Yo más joven inmerso en un bosque de algún lugar de Argentina, subiendo una montaña de El Bolsón -¿iba con amigos...con mi primo Francisco?-, volando de Madrid a Buenos Aires o viceversa... flashes, recuerdos, ese placentero masaje a la memoria.

Ya estábamos arriba, planeando, con esa sensación de living presurizado que da la velocidad crucero. Con esa " por momentos" sensación también que el plácido presente puede convertirse en un instante en pesadilla. 

Pero para eso están las azafatas y el vino suave en vasitos de plástico. Para olvidarse, para adormecerse, mientras el cuentakilometros del piloto gira su rueda al compás de las revoluciones.

Como no había mucho que hacer y mi hermano no me sacaba mucha conversación, estiré mi cuello a ver si había algo interesante por los asientos contiguos. Justo delante mio asomaba una blonda cabellera.
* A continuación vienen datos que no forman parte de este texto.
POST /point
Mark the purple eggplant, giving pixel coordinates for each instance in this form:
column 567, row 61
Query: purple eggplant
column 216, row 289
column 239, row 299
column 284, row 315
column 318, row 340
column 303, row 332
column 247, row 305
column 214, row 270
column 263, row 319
Pedí permiso - mi hermano puso cara de un leve disgusto- y me dirigí hacía el baño de adelante. Mi idea, por supuesto, era al regresar echar un vistazo a la dama en cuestión.

Me la imaginé sola, dueña de una interesante holgura económica pero arrastrando una alegría escasa, una felicidad en miniatura. Giré mi vista disimuladamente y ahí estaba ella, con unos anteojos Ray Ban y la cabeza ladeada levemente hacía el piso. En ese momento relacioné la marca de los anteojos con Boris Vían, y Boris con bon vivant.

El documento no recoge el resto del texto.